The Internet demands we do more, faster. I first envisioned us producing two exhibitions per year. But now we typically do three or four plus many other ongoing projects. We write less than we would for wall text and to a ‘web’ audience. This has been a great learning curve for myself and my interns who are typically museologists or academics who rejoice in a well-crafted footnote. But these things are out the door for our final draft. Actually we do still start very traditionally, with plenty of references and citations and pare it down towards the end. I believe in having too much and cutting back. It is the only way people will read what we have written.

I started out with the intention that we would not collect, thus this was a MAJOR difference between us and a traditional physical museum. However, this quickly changed. Artists have created works for us, and while we do not physically own the object, the image is ours. We have acquired images (primarily photographs) from private individuals that are a part of our collection.

But we have found that donors and the funding institutions in the USA have not caught up with the concept of a virtual museum. For the most part, you still have to have a physical space that is open to the public to get a grant. Several friends who run alternative museums have been brought down by this trap of acquiring a space to get the funding, then the funds run out and they still have the bills to pay.

So my team and myself are all volunteers at Girl Museum. Some senior staff have been with me for six years—very dedicated and passionate individuals. They came up from our internship program, which is also an embodiment of our inclusive approach. The Junior Girls (as we call them) really put their heart and soul into their research for exhibitions, writing blogs and promoting our work. We encourage contributions and creativity and welcome the Junior Girls to bring their interests to the table and we will help them develop a project or show. I should note here that we have had two Junior Boys work with us, however their stays were short lived. We also hope to have more in the future—to bring them along with us is vital to this process of having girls’ histories recognized.

Our community is made up of individuals who have participated in our projects. This has been hard won. We are not viral and our visitors are difficult to define. While we have metrics on who actually visits the site, thousands of hits per month, those who spend time are fewer and farther between. We know more people read our site than engage with it. When we go to conferences, we find that people are using us in their classrooms.
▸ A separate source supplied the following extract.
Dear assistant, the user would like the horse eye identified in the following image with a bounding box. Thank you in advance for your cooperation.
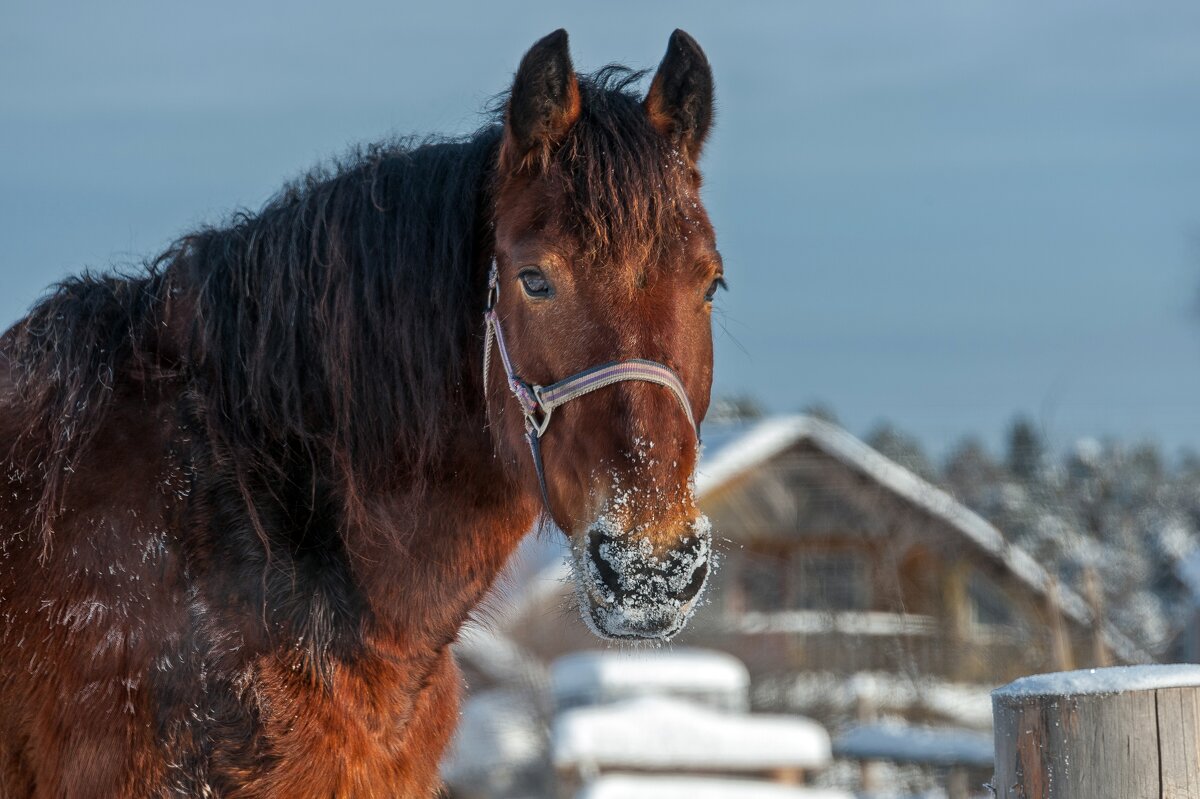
[517,269,553,298]
[704,277,726,302]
We don’t get many comments, although people send us emails. There are advantages and drawbacks to being virtual. We cannot get the visceral satisfaction of seeing people gathered, absorbed and enjoying our exhibitions. But we can provide our shows to anyone with an Internet connection.

Our living definition of inclusion is about being wide open to collaboration and to provide opportunities where there weren’t any before; be it research, discussion, expression, participation or just observation. This is being Girl Museum.

I would like to thank Meral and the other organizers for putting this conference together and for giving me this opportunity to share and discuss with you all the work that we do at Girl Museum.